WHO estimates that each year 350,000 babies die of syphilis infection and another 240,000 are perinatally infected with HIV, dooming most to an early death6,23. Most of these infections occurred among women who received antenatal care services, and about one in seven of these perinatal deaths occured in the Americas region6. That preventable infant mortality still occurs despite the existence of an effective and affordable public health intervention (i.e., early detection and prompt treatment) is unnerving and supports EMTCT of HIV and syphilis as an appropriate call to action. No public health elimination effort is easy. However, the validation of Cuba as the first country in the world to achieve EMTCT of HIV and syphilis demonstrates the potential for every country, regardless of income level, to achieve the targets set out by WHO and PAHO24,25. Cuba's success was realized on the back of its strong primary health care infrastructure, well synergized health systems, and large cadre of well-trained doctors and nurses providing basic health services, free-of-charge, for all. Cuba's organized data monitoring system tracking how well targets are met also played an essential role, as did its compliance with basic human rights principles and involvement with civil society organizations. Evidence-based clinical services, surveillance and data monitoring, program evaluation and continuous feedback, effective commodities distribution, and supportive laboratory infrastructure were all integral in supporting Cuba in achieving EMTCT. These basic public health tools can help other countries in the region achieve elimination.

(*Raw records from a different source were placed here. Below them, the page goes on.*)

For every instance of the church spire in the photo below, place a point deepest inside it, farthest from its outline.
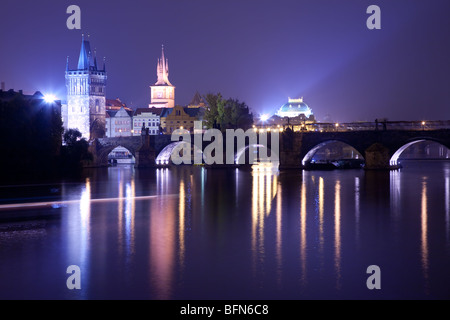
(85, 61)
(162, 70)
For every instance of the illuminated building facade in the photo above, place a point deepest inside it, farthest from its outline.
(296, 108)
(86, 95)
(162, 93)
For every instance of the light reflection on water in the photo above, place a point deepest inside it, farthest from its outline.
(204, 233)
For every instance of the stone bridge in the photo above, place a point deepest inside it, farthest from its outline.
(380, 149)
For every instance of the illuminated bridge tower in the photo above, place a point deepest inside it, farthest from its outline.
(86, 94)
(162, 93)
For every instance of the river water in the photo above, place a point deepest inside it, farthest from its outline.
(189, 232)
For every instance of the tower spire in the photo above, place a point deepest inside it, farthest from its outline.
(162, 69)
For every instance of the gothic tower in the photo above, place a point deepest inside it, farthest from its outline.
(86, 94)
(162, 93)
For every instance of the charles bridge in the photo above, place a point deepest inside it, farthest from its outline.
(379, 143)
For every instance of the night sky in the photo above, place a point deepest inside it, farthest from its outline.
(258, 51)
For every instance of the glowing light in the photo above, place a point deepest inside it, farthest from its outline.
(50, 98)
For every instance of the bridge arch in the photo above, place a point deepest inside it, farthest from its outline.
(394, 158)
(165, 154)
(310, 154)
(241, 152)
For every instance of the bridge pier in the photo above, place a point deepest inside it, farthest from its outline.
(289, 152)
(145, 155)
(377, 157)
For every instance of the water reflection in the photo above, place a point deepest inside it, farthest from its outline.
(447, 205)
(130, 205)
(303, 229)
(357, 211)
(395, 193)
(279, 238)
(162, 238)
(424, 235)
(181, 223)
(346, 211)
(337, 233)
(321, 206)
(264, 186)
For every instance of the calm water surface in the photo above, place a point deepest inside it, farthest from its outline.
(196, 233)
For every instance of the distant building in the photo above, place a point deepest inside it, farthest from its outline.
(295, 108)
(115, 104)
(148, 117)
(197, 101)
(86, 94)
(295, 114)
(119, 123)
(162, 93)
(180, 118)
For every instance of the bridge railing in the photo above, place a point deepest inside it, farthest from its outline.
(380, 125)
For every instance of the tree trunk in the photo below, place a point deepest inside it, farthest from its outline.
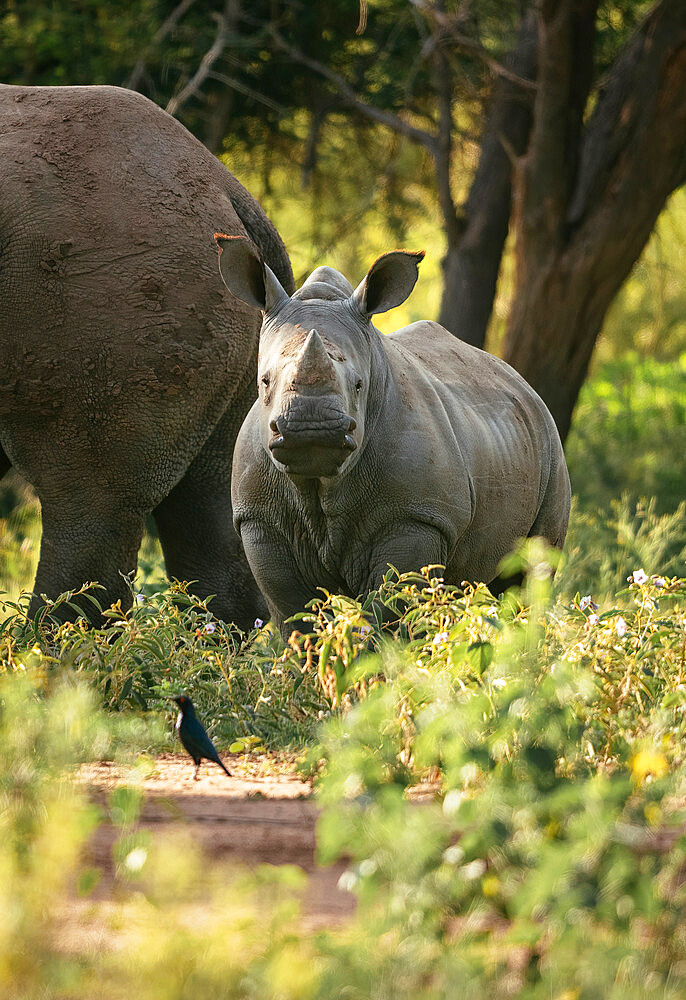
(472, 260)
(579, 231)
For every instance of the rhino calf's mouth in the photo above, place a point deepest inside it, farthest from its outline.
(309, 450)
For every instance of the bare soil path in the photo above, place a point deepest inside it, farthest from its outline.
(263, 813)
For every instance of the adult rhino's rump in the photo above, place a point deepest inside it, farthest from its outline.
(127, 368)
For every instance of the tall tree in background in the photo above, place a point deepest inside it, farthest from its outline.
(577, 109)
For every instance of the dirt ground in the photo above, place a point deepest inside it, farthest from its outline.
(263, 813)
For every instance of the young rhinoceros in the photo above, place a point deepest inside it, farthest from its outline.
(364, 450)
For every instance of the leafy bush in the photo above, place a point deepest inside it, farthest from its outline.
(629, 429)
(507, 779)
(165, 644)
(552, 861)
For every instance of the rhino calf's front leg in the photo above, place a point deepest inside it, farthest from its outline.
(410, 547)
(276, 571)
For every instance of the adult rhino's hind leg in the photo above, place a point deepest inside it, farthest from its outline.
(195, 524)
(83, 542)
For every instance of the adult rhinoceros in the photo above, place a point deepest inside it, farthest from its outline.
(364, 450)
(126, 371)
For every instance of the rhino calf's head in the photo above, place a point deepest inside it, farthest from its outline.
(316, 368)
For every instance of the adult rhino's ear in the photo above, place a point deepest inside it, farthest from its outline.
(246, 275)
(388, 282)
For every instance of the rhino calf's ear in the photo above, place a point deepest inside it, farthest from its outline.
(246, 275)
(388, 282)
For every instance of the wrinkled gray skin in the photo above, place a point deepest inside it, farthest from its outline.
(364, 450)
(127, 368)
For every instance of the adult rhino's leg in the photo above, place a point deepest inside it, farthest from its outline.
(84, 540)
(195, 524)
(5, 464)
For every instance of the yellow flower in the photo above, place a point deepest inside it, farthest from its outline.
(648, 764)
(490, 886)
(652, 813)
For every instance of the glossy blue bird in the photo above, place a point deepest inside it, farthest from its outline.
(192, 734)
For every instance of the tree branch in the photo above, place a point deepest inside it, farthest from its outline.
(165, 28)
(206, 63)
(566, 30)
(442, 81)
(350, 98)
(640, 116)
(451, 23)
(471, 266)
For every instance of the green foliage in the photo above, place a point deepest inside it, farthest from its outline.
(604, 545)
(549, 863)
(506, 780)
(166, 644)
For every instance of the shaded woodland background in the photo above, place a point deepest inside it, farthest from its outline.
(535, 150)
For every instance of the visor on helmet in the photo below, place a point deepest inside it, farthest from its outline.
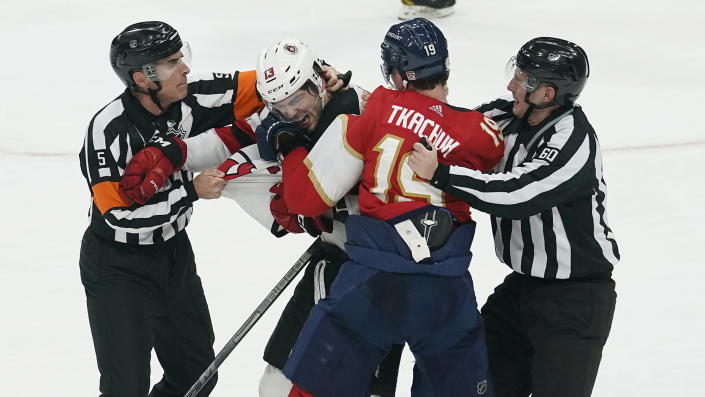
(163, 69)
(525, 79)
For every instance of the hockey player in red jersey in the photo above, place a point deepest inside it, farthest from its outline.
(407, 280)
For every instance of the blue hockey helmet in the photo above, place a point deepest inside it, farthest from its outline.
(417, 49)
(139, 46)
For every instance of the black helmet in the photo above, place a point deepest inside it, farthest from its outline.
(558, 62)
(416, 48)
(140, 44)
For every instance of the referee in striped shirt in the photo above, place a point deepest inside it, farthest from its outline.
(137, 264)
(548, 321)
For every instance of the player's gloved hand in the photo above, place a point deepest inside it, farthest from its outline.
(150, 168)
(294, 223)
(276, 138)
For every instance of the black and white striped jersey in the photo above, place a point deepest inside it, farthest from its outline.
(123, 127)
(546, 196)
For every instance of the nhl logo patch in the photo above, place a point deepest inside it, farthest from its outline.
(436, 108)
(291, 48)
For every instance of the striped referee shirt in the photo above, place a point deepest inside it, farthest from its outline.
(123, 127)
(546, 197)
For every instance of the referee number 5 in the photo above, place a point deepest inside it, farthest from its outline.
(492, 129)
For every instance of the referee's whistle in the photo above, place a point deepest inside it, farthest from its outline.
(425, 143)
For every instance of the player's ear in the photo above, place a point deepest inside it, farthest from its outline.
(549, 94)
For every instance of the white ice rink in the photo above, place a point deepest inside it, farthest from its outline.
(645, 99)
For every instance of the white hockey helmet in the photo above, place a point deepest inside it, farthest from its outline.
(285, 67)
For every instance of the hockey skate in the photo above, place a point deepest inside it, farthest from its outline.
(426, 9)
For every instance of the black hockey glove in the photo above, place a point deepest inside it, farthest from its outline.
(276, 138)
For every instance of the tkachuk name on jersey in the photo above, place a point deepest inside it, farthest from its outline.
(419, 124)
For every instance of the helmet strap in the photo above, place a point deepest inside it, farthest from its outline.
(152, 94)
(533, 106)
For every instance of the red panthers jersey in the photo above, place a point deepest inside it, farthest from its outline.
(373, 149)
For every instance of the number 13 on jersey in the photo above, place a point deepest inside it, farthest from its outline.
(394, 179)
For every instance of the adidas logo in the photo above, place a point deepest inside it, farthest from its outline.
(437, 108)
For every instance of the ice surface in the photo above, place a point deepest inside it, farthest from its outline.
(643, 99)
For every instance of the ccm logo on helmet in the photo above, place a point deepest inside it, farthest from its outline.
(269, 73)
(548, 154)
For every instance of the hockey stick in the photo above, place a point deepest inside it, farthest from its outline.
(250, 322)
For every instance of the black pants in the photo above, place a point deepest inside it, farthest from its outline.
(319, 275)
(546, 336)
(144, 297)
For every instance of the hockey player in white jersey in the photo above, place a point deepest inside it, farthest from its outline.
(411, 9)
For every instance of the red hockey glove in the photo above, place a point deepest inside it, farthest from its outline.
(294, 223)
(150, 168)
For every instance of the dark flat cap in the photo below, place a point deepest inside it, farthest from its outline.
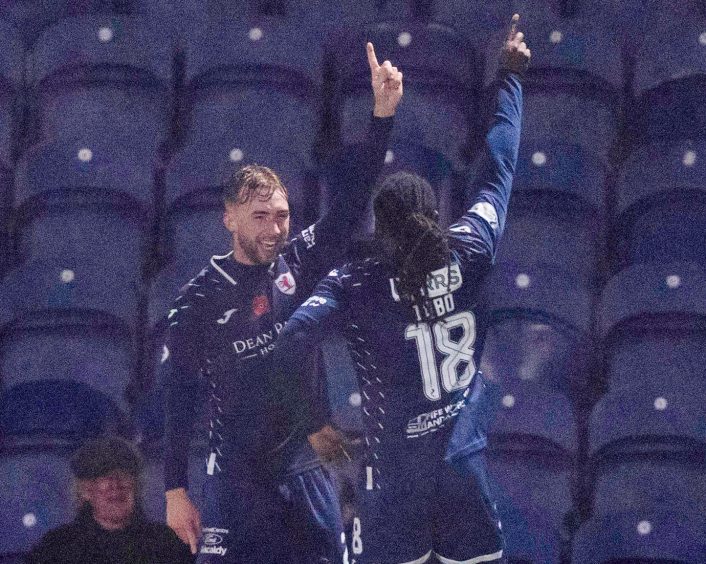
(99, 457)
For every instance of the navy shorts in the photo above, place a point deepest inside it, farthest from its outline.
(420, 512)
(252, 520)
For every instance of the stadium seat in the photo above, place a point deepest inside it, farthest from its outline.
(649, 482)
(95, 207)
(556, 211)
(97, 76)
(100, 169)
(651, 321)
(32, 17)
(478, 23)
(670, 82)
(53, 327)
(646, 415)
(441, 83)
(526, 412)
(647, 446)
(574, 84)
(256, 80)
(533, 493)
(661, 207)
(36, 496)
(86, 243)
(57, 410)
(539, 326)
(648, 537)
(11, 84)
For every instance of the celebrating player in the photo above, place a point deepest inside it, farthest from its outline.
(410, 314)
(267, 498)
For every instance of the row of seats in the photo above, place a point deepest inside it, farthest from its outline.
(648, 322)
(642, 489)
(93, 75)
(562, 213)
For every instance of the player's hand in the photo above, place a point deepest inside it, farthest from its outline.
(515, 55)
(387, 85)
(329, 444)
(183, 518)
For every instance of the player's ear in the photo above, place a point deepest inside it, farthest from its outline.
(229, 217)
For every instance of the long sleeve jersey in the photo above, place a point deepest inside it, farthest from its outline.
(417, 364)
(223, 325)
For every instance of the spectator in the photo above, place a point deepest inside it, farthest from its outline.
(110, 527)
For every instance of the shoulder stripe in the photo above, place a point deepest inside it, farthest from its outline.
(220, 270)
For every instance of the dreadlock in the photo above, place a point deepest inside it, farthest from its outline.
(407, 228)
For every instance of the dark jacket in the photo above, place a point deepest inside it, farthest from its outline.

EMTCT of HIV and congenital syphilis are aspirational goals, but the benefits are enormous and relevant for most countries in our region. Syphilis and HIV screening and treatment are markers of antenatal care quality; and improving quality of basic MCH services supports better maternal and infant outcomes beyond the prevention of perinatal HIV and syphilis. Higher screening coverage ensures services reach the most vulnerable and hidden women who often do not reach antenatal care and contribute disproportionately to poor infant and maternal outcomes. The initiative's demands for robust, high quality interventions, laboratory systems, and data are all necessary elements for any strong national health program. Supporting the dual elimination of MTCT of HIV and syphilis is a bold step in improving health services overall. Let us hope that Cuba is only the first country in the Americas Region to achieve and sustain elimination of MTCT of HIV and syphilis through prioritizing stronger MCH systems.